Claudine Blanchard-Laville a été longtemps professeur de mathématiques. Aujourd’hui elle enseigne les sciences de l’éducation à l’Université Paris X Nanterre et publie un nouvel ouvrage : « Les enseignants entre plaisir et souffrance » (1). Bien loin d’être l’oeuvre froide d’un universitaire, ce livre touche par sa sincérité, sa lisibilité et son caractère très personnel. C’est l’histoire d’une chercheuse qui mêle le récit de ses découvertes au chemin de sa vie. Ainsi les premières pages évoquent ses souvenirs d’écolière où, sous la dictée de l’institutrice, sa mère, la future mathématicienne écrivait « Les filles sont plus craintives en calcul parce qu’elles réussissent moins bien que les garçons ». C’est peut-être le dépassement de cet interdit qui a mené Claudine Blanchard-Laville à définir son projet : étudier les conduites des enseignants, essayer de les comprendre, apercevoir le continent caché du psychisme inconscient. A travers l’étude de plusieurs situations pédagogiques, elle montre le jeu des inhibitions et des passions et, très progressivement, nous amène à des constructions théoriques. A coup sûr ce livre est de ceux qui peuvent rendre service aux enseignants. C’est un grand livre.
La qualité rare de ce livre, sa délicatesse et sa force nous ont donné envie de rencontrer Claudine Blanchard-Laville et de l’interroger sur son ouvrage.
FJ : Le titre de votre livre évoque « le plaisir et la souffrance », en allusion à deux figures d’enseignants de votre enfance. D’emblée vous nous mettez devant une définition assez sado-masochiste de l’acte éducatif. Est-ce vraiment ainsi que vous le voyez ?
CBL : D’entrée de jeu, je vous remercie pour vos questions ; à mes yeux, elles sont un peu provocantes par rapport au travail que j’ai souhaité rendre public avec cet ouvrage ; mais, du même coup, elles me permettent de réfléchir à la manière dont ce travail risque d’être perçu et donc, de tenter d’élaborer avec vous les malentendus les plus flagrants qui pourraient survenir lors de sa lecture.
L’acte éducatif est complexe : c’est ce que je tente de montrer. L’enseignant peut passer d’un état de plaisir à un état de souffrance, sans qu’une explication rationnelle lui vienne à l’esprit. Ce livre peut aider les enseignants à y voir un peu plus clair en introduisant la dimension psychique présente chez lui, chez chaque élève et dans le groupe-classe. Travailler cette dimension est une manière d’entrer dans la complexité de l’acte d’enseignement et de révéler différentes facettes de cet acte.

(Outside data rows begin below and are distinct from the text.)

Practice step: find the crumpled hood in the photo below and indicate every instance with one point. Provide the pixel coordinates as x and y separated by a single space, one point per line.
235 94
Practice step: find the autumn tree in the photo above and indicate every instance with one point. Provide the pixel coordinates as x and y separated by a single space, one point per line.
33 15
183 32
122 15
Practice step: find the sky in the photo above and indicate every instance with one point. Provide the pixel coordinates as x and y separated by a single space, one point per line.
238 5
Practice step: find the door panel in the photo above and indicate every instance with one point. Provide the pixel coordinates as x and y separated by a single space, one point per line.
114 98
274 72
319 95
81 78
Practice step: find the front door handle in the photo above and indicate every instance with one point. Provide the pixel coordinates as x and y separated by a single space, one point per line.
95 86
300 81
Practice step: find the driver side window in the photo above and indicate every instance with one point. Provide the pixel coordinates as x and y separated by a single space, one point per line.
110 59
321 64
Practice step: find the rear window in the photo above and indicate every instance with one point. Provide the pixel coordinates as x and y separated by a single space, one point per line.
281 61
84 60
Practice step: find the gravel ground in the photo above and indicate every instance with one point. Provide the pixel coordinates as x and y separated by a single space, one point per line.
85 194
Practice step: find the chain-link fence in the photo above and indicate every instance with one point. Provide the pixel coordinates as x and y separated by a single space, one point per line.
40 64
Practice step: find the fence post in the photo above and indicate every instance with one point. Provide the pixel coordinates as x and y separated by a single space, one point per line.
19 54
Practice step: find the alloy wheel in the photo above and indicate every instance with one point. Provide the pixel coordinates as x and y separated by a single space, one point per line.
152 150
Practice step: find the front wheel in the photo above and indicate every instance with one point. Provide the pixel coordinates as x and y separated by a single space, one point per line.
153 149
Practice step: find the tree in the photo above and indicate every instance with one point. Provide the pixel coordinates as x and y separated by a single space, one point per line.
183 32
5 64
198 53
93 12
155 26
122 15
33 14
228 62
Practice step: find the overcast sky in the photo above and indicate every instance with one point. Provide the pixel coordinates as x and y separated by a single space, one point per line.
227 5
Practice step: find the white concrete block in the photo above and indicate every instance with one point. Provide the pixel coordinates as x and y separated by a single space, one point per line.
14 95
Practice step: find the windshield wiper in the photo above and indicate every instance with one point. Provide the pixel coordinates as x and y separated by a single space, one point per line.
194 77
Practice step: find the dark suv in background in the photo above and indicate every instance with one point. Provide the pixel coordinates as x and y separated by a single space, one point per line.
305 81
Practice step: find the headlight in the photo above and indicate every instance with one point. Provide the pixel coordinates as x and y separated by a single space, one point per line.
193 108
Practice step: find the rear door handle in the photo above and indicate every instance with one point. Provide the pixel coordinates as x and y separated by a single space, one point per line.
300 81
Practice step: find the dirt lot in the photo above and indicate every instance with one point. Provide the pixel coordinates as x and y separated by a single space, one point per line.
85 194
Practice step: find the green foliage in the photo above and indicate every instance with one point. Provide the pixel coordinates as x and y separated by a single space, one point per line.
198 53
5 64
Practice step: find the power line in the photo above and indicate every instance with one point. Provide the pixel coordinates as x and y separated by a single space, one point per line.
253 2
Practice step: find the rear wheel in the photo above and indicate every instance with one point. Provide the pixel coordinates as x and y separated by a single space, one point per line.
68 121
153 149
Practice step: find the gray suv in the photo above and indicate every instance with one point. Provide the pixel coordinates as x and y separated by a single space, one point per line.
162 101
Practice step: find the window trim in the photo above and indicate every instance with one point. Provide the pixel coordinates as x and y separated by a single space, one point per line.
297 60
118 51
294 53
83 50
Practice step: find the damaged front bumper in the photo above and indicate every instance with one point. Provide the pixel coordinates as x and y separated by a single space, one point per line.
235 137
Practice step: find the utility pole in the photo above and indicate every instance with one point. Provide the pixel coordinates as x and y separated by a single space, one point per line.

Vous dites dans votre question : » ce qui rappelle deux figures d’enseignants de votre enfance « , je dirais plutôt : ce qui rappelle deux figures d’enseignants de mon adolescence, celle que j’appelle dans le livre Mademoiselle M., professeur de mathématiques du lycée de filles, lors de mes quinze ans et des débuts de mon orientation, et Monsieur K., professeur de mathématiques supérieures, qui m’a effectivement fait vivre quelques moments difficiles au cours de l’année où j’ai séjourné dans sa classe. Plaisir de l’élève que j’ai été avec mademoiselle M. et souffrance de celle que je suis devenue dans la classe de Monsieur K.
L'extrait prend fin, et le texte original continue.